La déclaration a été faite lors d'une audience publique au siège du ministère public du Roraima (MPF) avec les commissions des droits de l'homme du Sénat et de la Chambre des représentants fédéraux, qui ont créé une diligence pour enquêter sur les dénonciations d'attaques contre les terres indigènes yanomami. La réunion a été motivée par les répercussions provoquées par la dénonciation du viol et de la mort d'une jeune fille Yanomami du village d'Aracaçá le mois dernier, alors que les indigènes Yanomami dénoncent l'invasion des mineurs depuis plusieurs années. 

Selon Palimitheli, même un an après les attaques contre la communauté de Palimiú et les décès et conflits qui ont suivi cet épisode violent, les habitants craignent la présence de mineurs liés au premier commando de la capitale (PCC). Il a rapporté que depuis 2012, il y a eu une augmentation des avions et des bateaux des envahisseurs dans la région. Face à l'expansion de l'exploitation aurifère en terre yanomami et aux menaces contre la population, le résident demande le retrait des mineurs. 

"Quand ils (les mineurs) sont ivres, ils passent devant notre communauté, nous menacent et cela nous fait peur. Nous aimerions que nos terres soient propres. Même se baigner est un problème, car nous attrapons des maladies de peau à cause de l'eau contaminée", a-t-il expliqué. 

Pour se rendre à Boa Vista, Palimitheli a dû faire un voyage de deux jours en bateau. Il a déclaré au reportage qu'il était monté à bord du bateau caché par le port des mineurs, de peur d'être menacé. 

"J'étais caché dans la voiture pour qu'ils ne me voient pas jusqu'à ce que j'atteigne le port des mineurs. Après cela, nous sommes arrivés à un port. Cette route est très dangereuse car ils me cherchent pour me menacer et ma femme pleure la nuit", a-t-il confié en exclusivité à Amazônia Real.

Palimitheli a participé à la réunion avec des parlementaires du Sénat et de la Chambre des représentants, dont le sénateur Humberto Costa (PT-PE), président de la Commission des droits de l'homme du Sénat fédéral, la députée fédérale Joênia Wapichana (REDE-RR), coordinatrice du Front parlementaire mixte pour la défense des droits des peuples indigènes, le député fédéral Marcelo Ramos (PSD-AM), vice-président de la Chambre des députés, le député fédéral José Ricardo (PT-AM), la sénatrice Eliziane Gama (Citoyenneté-MA), le sénateur Telmário Mota (PROS-RR), le sénateur Mecias de Jesus (Républicains-RR), le sénateur Chico Rodrigues (Union-RR) et la sénatrice Leila Barros (PDT-DF), qui ont entendu les rapports des organisations indigènes et indigénistes.

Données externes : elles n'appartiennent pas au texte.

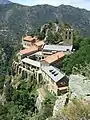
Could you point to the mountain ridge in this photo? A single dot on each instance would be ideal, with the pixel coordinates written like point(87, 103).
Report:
point(19, 19)
point(5, 2)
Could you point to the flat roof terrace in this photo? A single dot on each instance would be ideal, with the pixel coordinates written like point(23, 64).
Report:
point(31, 62)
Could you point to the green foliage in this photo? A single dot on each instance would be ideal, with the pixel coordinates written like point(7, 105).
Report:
point(20, 102)
point(77, 110)
point(80, 58)
point(47, 107)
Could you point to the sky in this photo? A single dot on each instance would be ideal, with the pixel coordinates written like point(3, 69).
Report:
point(76, 3)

Outre les parlementaires, des représentants du ministère public de l'État et du ministère fédéral à Roraima et le défenseur public de l'Union étaient présents à l'audience. 

La présence du sénateur Chico Rodrigues, du Roraima, au sein de la commission attire l'attention sur le fait qu'il est l'un des plus grands défenseurs de l'activité minière en Amazonie légale. Le mois dernier, il a présenté la proposition de création du Front parlementaire large de soutien à l'exploitation minière dans les États amazoniens. En 2020, il a été surpris par PF avec de l'argent dans son pantalon et a été mis en examen pour détournement de ressources publiques destinées à des actions de lutte contre le covid-19.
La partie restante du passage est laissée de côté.